Ubi pUC plasmid replication origin right inverted terminal repeat splice donor / splice acceptor site ubiquitin polyadenlation signal

Industrial applicability

This cellular assay system can be used to test and monitor the entry, transport of fluorescently labeled substances of various chemical nature into nuclei of eukaryotic cells.

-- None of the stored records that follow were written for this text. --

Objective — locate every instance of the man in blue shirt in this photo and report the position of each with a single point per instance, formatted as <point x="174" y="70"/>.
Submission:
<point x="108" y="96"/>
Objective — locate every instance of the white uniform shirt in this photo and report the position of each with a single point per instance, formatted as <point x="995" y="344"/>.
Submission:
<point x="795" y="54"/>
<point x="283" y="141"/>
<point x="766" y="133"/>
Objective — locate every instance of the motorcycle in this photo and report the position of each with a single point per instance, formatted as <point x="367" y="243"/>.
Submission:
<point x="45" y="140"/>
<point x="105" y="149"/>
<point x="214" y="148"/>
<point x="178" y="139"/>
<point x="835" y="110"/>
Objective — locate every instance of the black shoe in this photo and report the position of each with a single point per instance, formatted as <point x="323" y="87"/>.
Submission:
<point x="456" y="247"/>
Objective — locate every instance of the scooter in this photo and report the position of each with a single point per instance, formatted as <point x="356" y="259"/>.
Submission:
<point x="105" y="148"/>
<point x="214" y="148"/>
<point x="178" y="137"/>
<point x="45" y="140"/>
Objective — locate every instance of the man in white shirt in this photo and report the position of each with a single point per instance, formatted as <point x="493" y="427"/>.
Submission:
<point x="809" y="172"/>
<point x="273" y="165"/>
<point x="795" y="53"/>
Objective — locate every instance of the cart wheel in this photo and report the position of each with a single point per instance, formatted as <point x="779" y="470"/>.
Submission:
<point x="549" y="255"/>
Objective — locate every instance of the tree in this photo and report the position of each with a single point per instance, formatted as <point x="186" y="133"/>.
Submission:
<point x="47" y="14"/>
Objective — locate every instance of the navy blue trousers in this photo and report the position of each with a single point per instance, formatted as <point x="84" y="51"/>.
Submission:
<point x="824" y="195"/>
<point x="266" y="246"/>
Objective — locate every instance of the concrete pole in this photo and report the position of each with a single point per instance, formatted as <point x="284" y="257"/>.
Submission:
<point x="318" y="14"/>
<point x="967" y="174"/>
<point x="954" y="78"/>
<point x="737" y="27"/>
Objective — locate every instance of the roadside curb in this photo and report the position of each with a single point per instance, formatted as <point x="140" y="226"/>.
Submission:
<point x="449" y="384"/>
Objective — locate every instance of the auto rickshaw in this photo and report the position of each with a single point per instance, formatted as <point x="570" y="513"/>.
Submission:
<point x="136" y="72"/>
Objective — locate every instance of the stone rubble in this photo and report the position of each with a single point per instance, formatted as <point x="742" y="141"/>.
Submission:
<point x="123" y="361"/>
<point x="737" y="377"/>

This system is suitable for testing the entry of unmodified and modified fluorescently labeled oligonucleotides into cell nuclei as potential gene therapeutics.

Reference:

(1) Dopf J. Horiagon T. M.: Deletion mapping of Aequorea victoria green fluorescent protein, Gene, 173, 39-44, 1996. (2) Tsien R.Y .: The green fluorescent protein, Annu. Roar. Biochem., 67, 509-44, 1998 (3) Hsioa-Sheng L., Ming-Shiou J. et al., Is: Green fluorescent protein toxic to the living cells, Biochem. and Biophys. Res. Communications, 260, 712-717, 1999 (4) Zimmer M .: Green Fluorescent Protein (GFP): Applications, Structure, and Related Photophysical Behavior, Chem. Rev., 102, 759-781, 2002 (5) Escriou V., Carriere M. et al .: NLS bioconjugates for targeting therapeutic genes to the nucleus, Advanced Drug Delivery Reviews, 55, 295-306, 2003 (6) Attaix D., Combaret L. et al.: Regulation of Proteolysis, Current Op. In clin. Nutrition and Metabolic Care, 4, 45-49, 2001

Claims (7)

PATENT CLAIMS Ubi EGFP NLS fusion protein of amino acid sequence _NH2 -MEIFVKTLTGKTITLEVEPSDTIENVKAKIQDKEGIPPDQQRLIFAGKQLEDGRTLSDYNIQKESTLHLVLRLRGT $$$ MVSKGEELFTGVVPILVELDGDVNGHKFSVSGEGEGDAT YGKLTLKFICTTGKLPVPWPTLVTTLTYGVQCFSRYPDHMKQHDFFKSAMPEGYVQERTIFFKDDGNYKTRAEVKFEGDTLVNRILLKGIDFKEDGNILGHKLEYNYNSHNVYIMAD KQKNGIKVNFKIRHNIEDGSVQLADHYQQNTPIGDGPVLLPDNHYLSTQSALSKDPNEKRDHMVLLEFVTAAGITLGMDELYI $$$ DPKKKRKVDPKKKRKVDPKKKRKV-COOH, where $ is any amino acid. 2. NLS1 to NLS4 oligonucleotides having NLS 1 sequence: 5'GTACATAGATCCAAAAAAGAAGAGAAAGGTAGATCCAAAAAAGAAGAGAAAGGTAGA-3 '; NLS 2: 5-TCCAAAAAAGAAGAGAAAGGTATAAGC-3 '; NLS 3: 5'TTTTGGATCTACCTTTCTCTTCTTTTTTGGATCTAT-3 '; NLS 4: 5-GGCCGCTTATACCTTTCTCTTCTTTTTTGGATCTACCTTTCTCTTCTT-3 'used to fuse the amplified NLS sequence to the C-terminus of EGFP A plasmid or viral DNA or RNA vector comprising the sequence encoding the polypeptide of claim 1. A prokaryotic host cell transformed with the vector of claim 3. The eukaryotic host cell into which it has been introduced, by transfection or other means, a vector according to claim 3. Use of the plasmid or viral DNA or RNA vector according to claim 3 and / or the cells according to claim 5 for testing and monitoring the entry and / or transport of fluorescently labeled synthetic molecules of different chemical nature into the nuclei of eukaryotic cells. Use of the plasmid or viral DNA or RNA vector according to claim 3 and / or the cells according to claim 5 for testing and monitoring the entry and / or transport of fluorescently labeled synthetic molecules of different chemical nature into nuclei of eukaryotic cells, wherein the synthetic molecule is an oligonucleotide; or another molecule capable of binding to the DNA structure.